Si l’objectif ultime d’un tel documentaire était de rendre hommage à Adam Yauch décédé d’un cancer en 2012, on a bien le sentiment que la tristesse est restée intacte, que le vide n’a été nullement été comblé huit ans plus tard. Pourtant, la rapidité avec laquelle les dernières années de MCA sont expédiées à travers de vieilles photographies et d’extraits de concerts estompe quelque peu ces moments de tendresse. Elle est tout à fait compréhensible tant le deuil est encore manifeste, mais d’autant plus dommageable car elle vient clore ce documentaire de manière brutale. Malgré l’évocation du dernier concert du groupe en 2009, le scénario omettra de s’attarder sur les années 2000 qui ont tout de même vu plusieurs sorties notables de la part des Beastie : le polarisant et très politisé To The 5 Boroughs, qui débarque en plein mandat Bush Jr ; The Mix-Up, et son funk instrumental dans la lignée des standards de The Meters ; enfin et surtout Hot Sauce Committee Pt. 2, écrit en plein milieu des séances de chimio de MCA, peut-être l’une des périodes les plus intéressantes à couvrir dans ce documentaire pour le groupe, car loin d’être aussi renseignée que les autres. L’impact de sa contribution, ses idées et sa créativité furent tels au sein du trio que le documentaire fait comprendre pourquoi le groupe cessa ses activités à sa mort. Son fantôme plane largement autour des images d’archives et son souvenir constitue ce qui relie réellement le récit, non sans un certain pathos. On se demande finalement s’il n’aurait pas été plus aisé d’avoir proposé quelque chose d’un peu plus écrit et transversal, et donc mieux susceptible de rendre compte du caractère électron libre d’Adam Yauch, de son engagement politique pour le Tibet, sa conversion au bouddhisme, et du moteur créatif qu’il incarnait au sein du trinôme.

Bon, on joue les pisse-froids, mais bien sûr qu’on a pris énormément de plaisir à parcourir ce documentaire.
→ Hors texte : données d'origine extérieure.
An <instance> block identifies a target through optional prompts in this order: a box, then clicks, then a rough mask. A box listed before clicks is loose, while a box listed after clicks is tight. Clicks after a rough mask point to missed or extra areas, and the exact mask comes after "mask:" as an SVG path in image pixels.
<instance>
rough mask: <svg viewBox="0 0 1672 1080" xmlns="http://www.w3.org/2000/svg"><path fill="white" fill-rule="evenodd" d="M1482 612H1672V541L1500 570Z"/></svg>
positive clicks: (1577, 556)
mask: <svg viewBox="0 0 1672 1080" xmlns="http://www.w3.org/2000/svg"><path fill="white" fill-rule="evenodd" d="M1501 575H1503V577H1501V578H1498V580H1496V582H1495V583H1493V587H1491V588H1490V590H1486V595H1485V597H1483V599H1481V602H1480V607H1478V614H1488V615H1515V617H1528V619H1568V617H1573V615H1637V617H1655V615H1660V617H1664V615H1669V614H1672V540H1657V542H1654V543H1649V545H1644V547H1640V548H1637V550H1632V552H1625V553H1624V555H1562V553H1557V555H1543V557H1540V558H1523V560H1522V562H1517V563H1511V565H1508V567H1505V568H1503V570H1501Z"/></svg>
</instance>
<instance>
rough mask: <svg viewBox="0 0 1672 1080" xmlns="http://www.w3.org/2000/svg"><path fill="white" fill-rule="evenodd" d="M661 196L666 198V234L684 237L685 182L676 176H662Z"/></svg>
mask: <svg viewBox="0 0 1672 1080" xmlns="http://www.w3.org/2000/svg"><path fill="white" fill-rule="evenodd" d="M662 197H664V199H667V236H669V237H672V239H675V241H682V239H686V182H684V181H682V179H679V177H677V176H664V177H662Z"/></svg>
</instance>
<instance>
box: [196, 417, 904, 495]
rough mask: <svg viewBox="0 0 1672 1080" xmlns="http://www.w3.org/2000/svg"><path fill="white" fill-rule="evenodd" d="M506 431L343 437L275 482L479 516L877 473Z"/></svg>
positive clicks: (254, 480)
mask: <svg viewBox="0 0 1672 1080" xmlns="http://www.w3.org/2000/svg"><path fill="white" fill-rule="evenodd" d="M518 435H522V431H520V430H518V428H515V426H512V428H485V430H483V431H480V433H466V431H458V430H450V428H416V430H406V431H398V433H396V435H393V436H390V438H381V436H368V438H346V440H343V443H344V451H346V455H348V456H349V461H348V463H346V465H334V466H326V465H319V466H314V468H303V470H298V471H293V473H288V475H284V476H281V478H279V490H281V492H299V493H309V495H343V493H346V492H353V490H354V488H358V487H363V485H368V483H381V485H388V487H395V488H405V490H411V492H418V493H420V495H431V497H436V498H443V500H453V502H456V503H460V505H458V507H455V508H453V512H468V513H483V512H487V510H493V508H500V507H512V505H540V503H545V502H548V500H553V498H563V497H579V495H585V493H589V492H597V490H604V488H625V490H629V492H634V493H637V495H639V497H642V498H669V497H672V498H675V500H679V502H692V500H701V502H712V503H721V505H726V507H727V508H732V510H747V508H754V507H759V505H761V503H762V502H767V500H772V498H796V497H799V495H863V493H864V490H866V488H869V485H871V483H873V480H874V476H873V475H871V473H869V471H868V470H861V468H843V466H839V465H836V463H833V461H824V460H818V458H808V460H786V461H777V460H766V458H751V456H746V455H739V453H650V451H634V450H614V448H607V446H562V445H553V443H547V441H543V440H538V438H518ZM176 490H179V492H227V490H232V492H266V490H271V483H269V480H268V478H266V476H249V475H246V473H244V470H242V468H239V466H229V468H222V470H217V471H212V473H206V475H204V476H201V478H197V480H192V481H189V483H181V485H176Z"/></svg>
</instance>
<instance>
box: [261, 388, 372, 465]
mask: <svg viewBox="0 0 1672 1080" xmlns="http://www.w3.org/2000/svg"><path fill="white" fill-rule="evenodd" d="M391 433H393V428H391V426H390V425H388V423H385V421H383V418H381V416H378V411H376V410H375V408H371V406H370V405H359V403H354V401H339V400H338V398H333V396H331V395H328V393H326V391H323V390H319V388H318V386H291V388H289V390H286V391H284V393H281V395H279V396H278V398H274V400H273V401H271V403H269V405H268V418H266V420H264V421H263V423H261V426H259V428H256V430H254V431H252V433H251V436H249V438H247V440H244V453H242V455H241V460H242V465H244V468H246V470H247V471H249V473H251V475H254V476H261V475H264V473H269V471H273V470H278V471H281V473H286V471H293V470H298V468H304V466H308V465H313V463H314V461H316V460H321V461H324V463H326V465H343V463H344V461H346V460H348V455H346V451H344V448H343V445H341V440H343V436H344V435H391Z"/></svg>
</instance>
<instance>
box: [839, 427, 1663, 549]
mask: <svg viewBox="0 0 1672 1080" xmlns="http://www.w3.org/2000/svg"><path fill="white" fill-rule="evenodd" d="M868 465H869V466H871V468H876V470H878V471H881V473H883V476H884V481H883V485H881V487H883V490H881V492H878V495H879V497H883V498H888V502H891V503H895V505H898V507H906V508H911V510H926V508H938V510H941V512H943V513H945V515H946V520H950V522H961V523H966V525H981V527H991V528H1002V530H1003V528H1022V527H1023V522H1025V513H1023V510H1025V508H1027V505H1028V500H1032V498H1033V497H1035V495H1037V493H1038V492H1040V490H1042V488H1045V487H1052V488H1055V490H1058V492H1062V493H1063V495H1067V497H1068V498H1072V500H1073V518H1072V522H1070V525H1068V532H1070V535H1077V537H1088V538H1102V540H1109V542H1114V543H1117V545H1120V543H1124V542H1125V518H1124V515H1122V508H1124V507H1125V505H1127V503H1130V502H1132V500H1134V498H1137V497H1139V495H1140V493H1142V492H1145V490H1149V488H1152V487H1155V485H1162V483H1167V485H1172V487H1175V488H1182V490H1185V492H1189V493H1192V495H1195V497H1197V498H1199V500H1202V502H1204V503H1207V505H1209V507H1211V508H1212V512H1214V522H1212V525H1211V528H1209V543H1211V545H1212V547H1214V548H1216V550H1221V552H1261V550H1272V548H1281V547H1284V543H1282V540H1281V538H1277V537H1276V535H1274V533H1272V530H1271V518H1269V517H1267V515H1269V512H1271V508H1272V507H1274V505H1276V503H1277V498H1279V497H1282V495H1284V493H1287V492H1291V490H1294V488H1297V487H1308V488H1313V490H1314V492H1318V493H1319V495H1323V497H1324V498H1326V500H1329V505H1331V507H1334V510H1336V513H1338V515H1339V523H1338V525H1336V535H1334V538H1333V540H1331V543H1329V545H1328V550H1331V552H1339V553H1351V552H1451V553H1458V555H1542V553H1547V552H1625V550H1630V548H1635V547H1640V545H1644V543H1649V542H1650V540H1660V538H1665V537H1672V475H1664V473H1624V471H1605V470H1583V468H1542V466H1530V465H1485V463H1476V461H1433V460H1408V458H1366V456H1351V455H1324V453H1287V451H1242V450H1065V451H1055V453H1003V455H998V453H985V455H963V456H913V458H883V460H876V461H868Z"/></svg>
Trop uniques et remarquables que pour être oubliés, les Beastie Boys méritaient sans aucun doute un hommage à la hauteur de leur immense et atypique carrière. S’y replonger est d’ailleurs toujours aussi passionnant d’autant qu’aujourd’hui encore, elle se passe de comparaisons. Mais finalement, on a le sentiment d’aimer ce Beastie Boys Story pour de mauvaises raisons : d’abord parce qu’on connait tellement le groupe qu’on entre forcément en terrain connu - et de ce point de vue, il y a quelque chose de réconfortant au visionnage d’un tel document. Ensuite, parce qu’on est précisément la cible d’un tel documentaire, là où ton petit frère ou ton cousin, un peu moins au point sur le sujet, risquent d’être complètement perdus s’ils souhaitent découvrir la triplette. Ceux-ci pourront plutôt se plonger dans les sillons à l’énergie contagieuse de Check Your Head ou Paul’s Boutique : à eux seuls, ces deux disques feront office d’introduction à la riche discographie de Mike D, Ad Rock et MCA. Dans l’ensemble, ce documentaire en forme de fan service ne pouvait forcément pas égaler la profondeur de son livre compagnon et n’échappe pas à d’importantes omissions temporelles mais il n’en reste pas moins un témoignage visuel touchant sur ces inénarrables et éternels Boys Entering Anarchistic States Towards Internal Excellence.